China is the largest source of foreign students in the United States, according to the US government. The number was down 20% year over year in 2020, but at 380,000 it was almost twice that of second-tier India.
An engineer for a state aircraft manufacturer said he was turned down to escort a visa for his wife, a visiting scientist in California who studies childhood cancer.
The engineer, who would only give his last name Huang, holds a bachelor’s degree and a degree from the Harbin Institute of Technology in northeast China. It is one of seven schools linked with visa refusal because they are affiliated with the Ministry of Industry and Information Technology, according to Chinese news reports.
“I was insulted,” said Huang. “That I graduated from this school does that mean I’m a spy? What is the difference between that and racism? “
Huang said his wife’s scholarship will last for two to three years, but she will reduce that to one and “sacrifice her career” to avoid being separated from her two children for too long.
“It has a pretty big impact on individuals when one country fights with another,” said Huang.

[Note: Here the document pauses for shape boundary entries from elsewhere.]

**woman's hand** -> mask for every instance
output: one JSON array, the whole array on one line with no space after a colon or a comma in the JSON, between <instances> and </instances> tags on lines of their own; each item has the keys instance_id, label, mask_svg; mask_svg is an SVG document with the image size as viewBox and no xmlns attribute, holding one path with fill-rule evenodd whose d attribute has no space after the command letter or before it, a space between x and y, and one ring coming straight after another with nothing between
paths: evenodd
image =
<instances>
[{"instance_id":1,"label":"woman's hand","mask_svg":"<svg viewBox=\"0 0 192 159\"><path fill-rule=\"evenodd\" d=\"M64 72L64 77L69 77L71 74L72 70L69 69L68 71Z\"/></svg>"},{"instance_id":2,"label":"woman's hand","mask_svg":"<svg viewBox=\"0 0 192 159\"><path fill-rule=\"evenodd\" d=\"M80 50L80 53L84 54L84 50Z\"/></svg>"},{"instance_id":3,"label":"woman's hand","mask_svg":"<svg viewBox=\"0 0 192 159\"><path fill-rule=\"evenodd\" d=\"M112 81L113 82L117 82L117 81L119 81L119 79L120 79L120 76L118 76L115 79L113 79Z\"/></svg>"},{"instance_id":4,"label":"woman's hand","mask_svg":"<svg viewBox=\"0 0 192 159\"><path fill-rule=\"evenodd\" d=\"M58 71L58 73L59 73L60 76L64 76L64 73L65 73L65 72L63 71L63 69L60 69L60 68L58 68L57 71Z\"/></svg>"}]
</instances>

Rejection letters received by several students cited Trump’s order but did not provide details on the decision. However, some students stated that they received a rejection immediately after being asked which university they attended.
Wang, the finance student, said he was given a visa, but the U.S. embassy later called and said it had been revoked.
Wang graduated from the Beijing Institute of Technology, another university that has been linked to visa denials due to its association with the Department of Industry. Others include Beijing Aerospace University, Nanjing University of Science and Technology, Nanjing University of Aeronautics and Astronautics, Harbin Engineering University and Northwestern Polytechnical University.
Graduates from the Beijing Post and Telecommunications University also say they have been rejected.
Five Chinese scientists at universities in California and Indiana were charged last year with lied about possible military ties when applying for visas. Those charges were dropped in July after the Justice Department said an FBI report showed that such crimes were often unrelated to technology theft.
The Chinese government complained in August that three visa students were refused entry to the United States at Houston Airport after photos of military exercises were found on their cell phones.
Beijing “regrets and strongly rejects the policy” and appeals to the US government to make changes, said State Department spokesman Wang Wenbin.
A group that claims to represent more than 2,000 students and academics has announced plans to file a lawsuit asking a court to lift or limit restrictions.
At Washington University in St. Louis, a “handful of student visas” are affected, according to Kurt Dirks, Vice Chancellor for International Affairs.
Students can start the semester online or wait until next year, Dirks said in an email.
“If they continue to face challenges, the university will work with them so they can complete their program online,” said Dirks.
Monica Ma, 23, said she was refused a U.S. visa to complete a masters degree in information management from Carnegie Mellon University.
The Beijing Post and Telecommunications University graduate said after spending a year in Australia to work on her degree, she must attend Carnegie Mellon in Pittsburgh in person as she is no longer taught online.
Ma said she had a job offer from an internet company that requires her to graduate. She has postponed her class until next year, hoping to get a visa by then.
“I can’t change it with my efforts. That’s the saddest thing, ”said Ma.
Li Quanyi, an electrical engineering student from southern Guiyang City, said he was accepted by Columbia University but was not given a visa. Li graduated from Beijing Post and Telecommunications University.
Carnegie Mellon and Columbia did not respond to questions sent via email.
Li moved to Hong Kong and said he was happy there.
“I’m not going, even if the rule changes,” Li said. “The United States has refused me, and I’m not going.”